Program Director: Nicholas Ward, MD
Type of Program: Pulmonary and Critical Care Medicine
Abstract Authors: Gerardo P. Carino, MD; Abdullah Chahin, MD; Sameer Shah, MD; Dawn Menard, MD; Jason Aliotta, MD; and Andrew Levinson, MD

Checklists and daily goal sheets have been widely shown to improve the quality of critical care. A daily paper “Rounding Tool” had been used in the Miriam Hospital and Rhode Island Hospital ICUs. This rounding tool was useful as a reminder to the ICU team to address important issues, including daily weaning, review of the necessity for central lines and Foley catheters, glucose control, and DVT prophylaxis. However, these daily goals sheets proved to be an inefficient way of organizing, interpreting, and utilizing the data that was collected. By the time data was tabulated and organized, many months had passed.

In order to improve ongoing real-time feedback, we developed a wireless tablet-based ICU Quality Data collection tool using Adobe Acrobat XI that we now routinely use on ICU rounds. As part of the electronic system, the ICU fellows are responsible for the eRounding Tool each day and the quality data collected is automatically saved for review and analysis in Microsoft Excel. Weekly, this data is shared with the ICU fellows as feedback regarding the quality of care delivered during their ICU rotation. This program was initiated on March 1, 2015. Our ICU also maintains an ongoing “ICU Quality Dashboard,” which is reviewed monthly at the ICU Quality Meetings. The dashboard includes information about the rates of hospital-acquired infections (e.g., nosocomial C. difficile infections, catheter-associated UTIs, catheter-related bloodstream infections), patient falls, ventilator-associated pneumonia, hospital-acquired pressure ulcers, and other quality measures important to the ICU and the institution.

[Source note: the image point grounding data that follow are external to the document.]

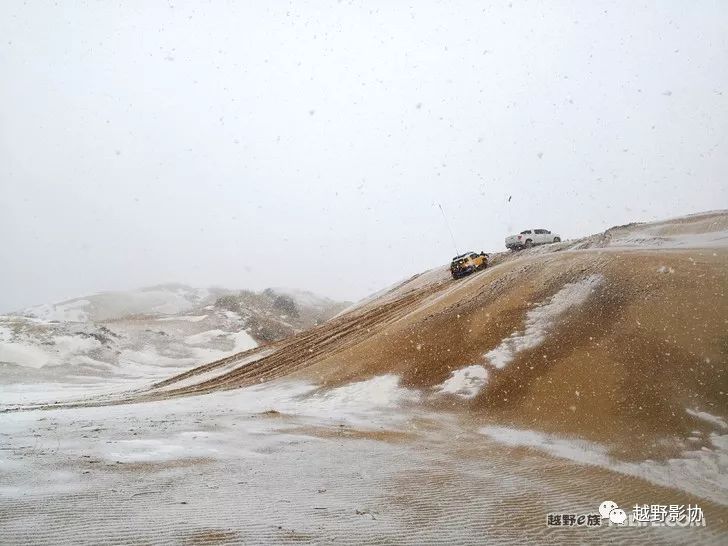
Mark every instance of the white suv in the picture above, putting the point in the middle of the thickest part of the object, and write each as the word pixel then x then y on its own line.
pixel 531 237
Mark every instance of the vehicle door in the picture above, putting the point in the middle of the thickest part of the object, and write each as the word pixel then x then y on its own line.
pixel 540 236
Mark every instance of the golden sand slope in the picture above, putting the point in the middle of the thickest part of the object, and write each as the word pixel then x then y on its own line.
pixel 649 341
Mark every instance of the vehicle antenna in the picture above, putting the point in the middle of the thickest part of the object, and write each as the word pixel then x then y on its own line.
pixel 457 252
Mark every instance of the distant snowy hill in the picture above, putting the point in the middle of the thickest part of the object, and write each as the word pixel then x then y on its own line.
pixel 137 336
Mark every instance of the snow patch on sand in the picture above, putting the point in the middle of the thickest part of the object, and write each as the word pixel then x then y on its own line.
pixel 708 418
pixel 541 319
pixel 465 382
pixel 701 472
pixel 23 355
pixel 186 318
pixel 217 371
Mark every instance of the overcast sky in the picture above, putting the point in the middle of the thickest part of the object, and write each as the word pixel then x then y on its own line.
pixel 306 144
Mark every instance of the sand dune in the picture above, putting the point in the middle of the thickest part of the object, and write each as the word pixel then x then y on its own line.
pixel 558 376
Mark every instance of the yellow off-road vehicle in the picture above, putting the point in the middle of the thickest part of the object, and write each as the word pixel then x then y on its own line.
pixel 468 263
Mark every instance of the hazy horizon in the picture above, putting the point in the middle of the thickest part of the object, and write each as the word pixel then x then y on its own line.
pixel 308 145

The goal of this project is to compare data collected using our eRounding Tool with monthly ICU quality data. The fellows have access to data regarding their specific performance in the ICU and how it directly affects patient outcomes. We have already seen improvements in important indicators with the eRounding Tool. For example, for the first 2 months of implementation, our rates of Foley utilization in one of our ICUs decreased 30 percent from the previous full year. We feel that this eRounding Tool is an important and potentially powerful innovation developed by our fellowship program. Fellows learn a great deal about quality of care in the ICU and positively affect the care they provide, while meeting current ACGME requirements regarding involvement in quality improvement. Individual programs could easily construct their own eRounding Tool to address important issues unique to their own hospital and training program.